The unrest in Turkey continues, touched off by a May 31 clash between police forces and protesters opposed to the Turkish government’s plan to redevelop Gezi Park in Istanbul. At the root of the unrest is the resistance by people who fear the government is retreating from the principle of secularism. They criticize Prime Minister Tayyip Erdogan for trying to introduce Islamic-tinged policies in a highhanded manner.
Riot police stormed Taksim Square and Gezi Park in Istanbul on the night of June 15 and dispersed protesters using water cannons and tear gas. That clash followed a rally in Ankara the same day sponsored by Mr. Erdogan’s Justice and Development Party (AKP), in which some 100,000 supporters took part. A similar rally was held in Istanbul the next day. Five labor organizations, including a 240,000-member labor union of public servants, carried out strikes on June 17. The police started full-scale searches against suspected activists in Istanbul and other parts of Turkey on June 18.
The situation in Turkey raises the critical question of whether democracy and political Islam can coexist — an issue that other Muslim-majority countries around the world are struggling with.
In Iran, Mr. Hassan Rouhani, a moderate conservative clergyman, won the June 14 presidential election. There, secularist forces calling for reconciliation with the international community have opposed religious forces that seem bent on closing the country’s door to the international community. And, in Syria, a fundamentalist Sunni group is in the core of anti-government forces fighting against the secularist, autocratic government of President Bashar Assad.

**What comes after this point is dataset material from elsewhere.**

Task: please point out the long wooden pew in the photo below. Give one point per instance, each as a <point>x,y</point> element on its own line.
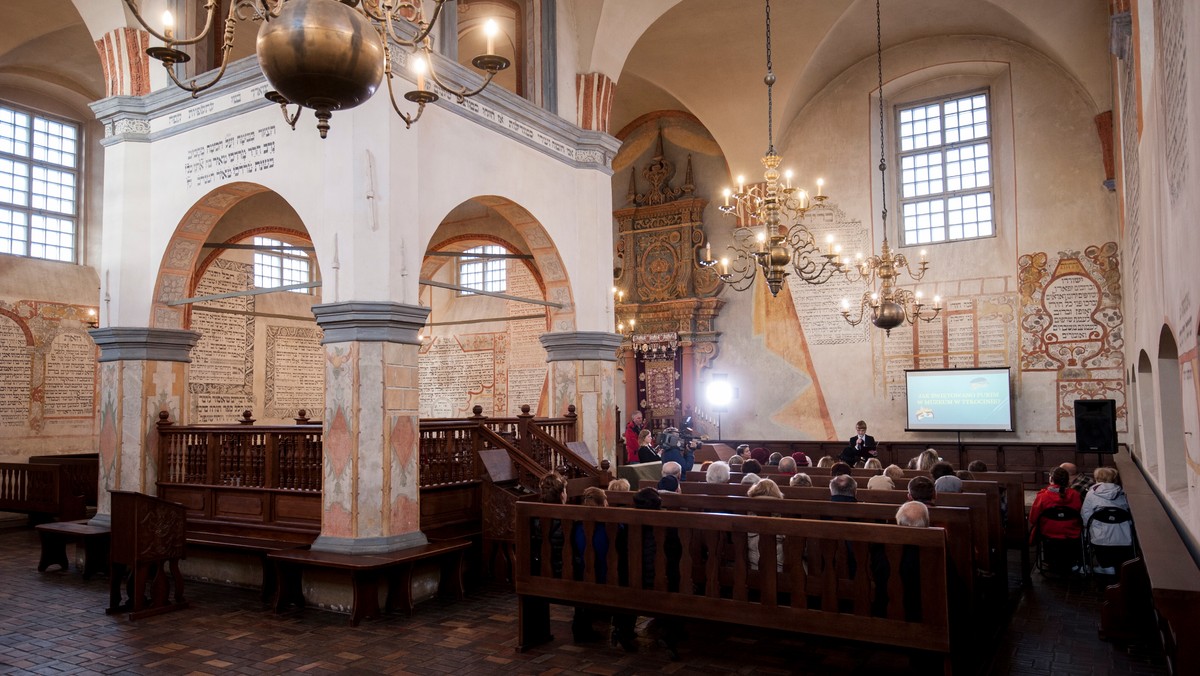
<point>816,591</point>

Under the leadership of Mustafa Kemal Ataturk, Turkey established a secular republic in 1923 following the collapse of the Ottoman Empire. It promoted the separation of church and state and pushed modernization on the principle of democracy. But in 1995, a government led by an Islamist party was formed for the first time in Turkey’s modern history.
Following a short period during which a left-leaning government ruled, AKP took power in 2002. In the past 10 years, with Mr. Erdogan in office, Turkey’s nominal general domestic product has increased 3.4 times. But Mr. Erdogan is using the popularity and political capital his government has accrued through this strong economic performance to strengthen the influence of Islamism.
Behind the current protests are young Turkish people’s opposition to what they believe is Mr. Erdogan’s attempt to impose Islamic values on them — such as restrictions on the sale of alcoholic beverages and patriotic appeals to families to have three or more children. Control over the media also has strengthened.
Turkey plays a critical role as a bridge between Europe and Asia, and serves as a role model for the coexistence of democracy and Islam. We hope that Mr. Erdogan will drop his highhanded approach to policymaking and instead focus on bolstering Turkey’s reputation as a country where Islamic and democratic values can coexist in harmony.